High Schoolers Teach AI to Unlock Secrets of the Vatican:
If you’ve ever read a Dan Brown book, chances are you know about the Vatican Secret Archives, a great treasure trove of documents that are largely inaccessible because they are largely hand-written. Now a project called In Codice Ratio is using machine learning to learn to read these archives — thanks to some help from a bunch of Italian high school students.
This could potentially do for handwritten documents what Google Books did for printed matter: open up letters, journals, diaries, and other papers to researchers around the world, making it far easier to both read these documents and search for relevant material.
From Big Data to Big Indicators:
As Andrew Zolli explains in Stanford Social Innovation Review, we are moving into an era when machine learning will tap the power of Big Data to create “Big Indicators” that help us track the health of the Earth.
Imagine a daily, accurate, and continuously updated tally of the amount of carbon lost through deforestation; or a precise measure of the net loss of biodiversity; or real-time, spatially explicit assessment of the number of people entering (or exiting) poverty; or an actionable estimate of the total value of coastal infrastructure at risk from extreme weather events. These are big indicators.
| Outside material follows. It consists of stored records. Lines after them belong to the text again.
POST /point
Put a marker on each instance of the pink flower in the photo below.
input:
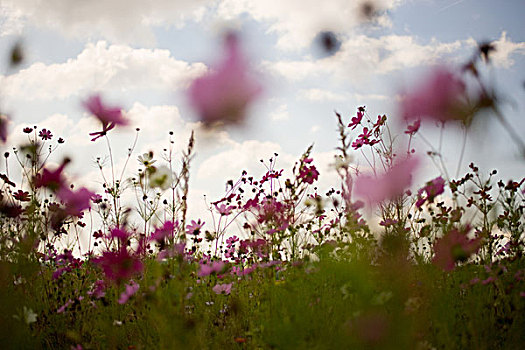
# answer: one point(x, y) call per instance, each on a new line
point(308, 174)
point(53, 180)
point(75, 201)
point(194, 227)
point(412, 129)
point(131, 289)
point(223, 95)
point(164, 231)
point(98, 289)
point(22, 196)
point(224, 210)
point(454, 247)
point(108, 116)
point(433, 188)
point(223, 288)
point(119, 266)
point(45, 134)
point(440, 97)
point(3, 127)
point(207, 269)
point(388, 185)
point(357, 120)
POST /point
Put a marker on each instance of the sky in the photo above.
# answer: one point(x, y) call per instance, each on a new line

“Google Duplex” AI Conversing with Real People:
This is amazing technology. Google’s voice recognition technology and voice synthesis technology are coming together in something called Google Duplex. The results are chillingly good, and, like all technology, this one has the potential for great good and terrible harm. Watch this demo showing Google Assistant scheduling a hair appointment with a real human over the phone:
These technologies will utterly change the way we relate to organizations. As companies automate communications with us and we with them, we will increasingly be communicating through what I call a “bot sandwich.”
Google and “Digital Well-Being”:
The above Duplex technology could be classified as part of Google’s new “Digital Well-Being” initiative. Through it, the company is helping people to achieve “Time Well Spent,” which apparently is a thing now, with its own “TWS” acronym, and even its own nonprofit.
Is AI Really a Black Box?
Greg Corrado, Principle Scientist at Google and co-founder of the Google Brain program has this to say about AI transparency:
There’s this pathology that AI or deep learning is a black box, but it really isn’t. We didn’t study how it works because, for a long time, it really didn’t work well. But now that it’s working well, there are a lot of tools and techniques that go into examining how these systems work.
It’s critical that we share as much as possible about how these things work, I don’t believe these technologies should live in walled gardens but instead we should develop tools that can be used by everyone in the community … The same tools that my applied machine learning team uses to tackle problems that we’re interested in, those same tools are accessible to you to try to solve the same problems in the same way.
Very interesting articles. The Google Duplex was particularly fascinating, as is Google itself. Recently I went to Google Maps to locate an address in Fort Myers. In the same general vicinity was the location of my dentist, an address I had searched previously. On the map, it had a location and name of the dentist, but also on the map, it had the date and time of my next appointment! The appointment had been made in person, and I had no gmail communication with the office about it. So it puzzles me, how Google obtained that information and saw fit to put in on the map, when I was not searching for that address. Obviously I have very basic knowledge of such things, but this was amazing to me.
Thanks, Bill. That is quite amazing about the Google Maps trick. They fairly regularly pull stuff from email, but I’m wondering in this case whether you may have entered it into Google Calendar and it picked it up from that.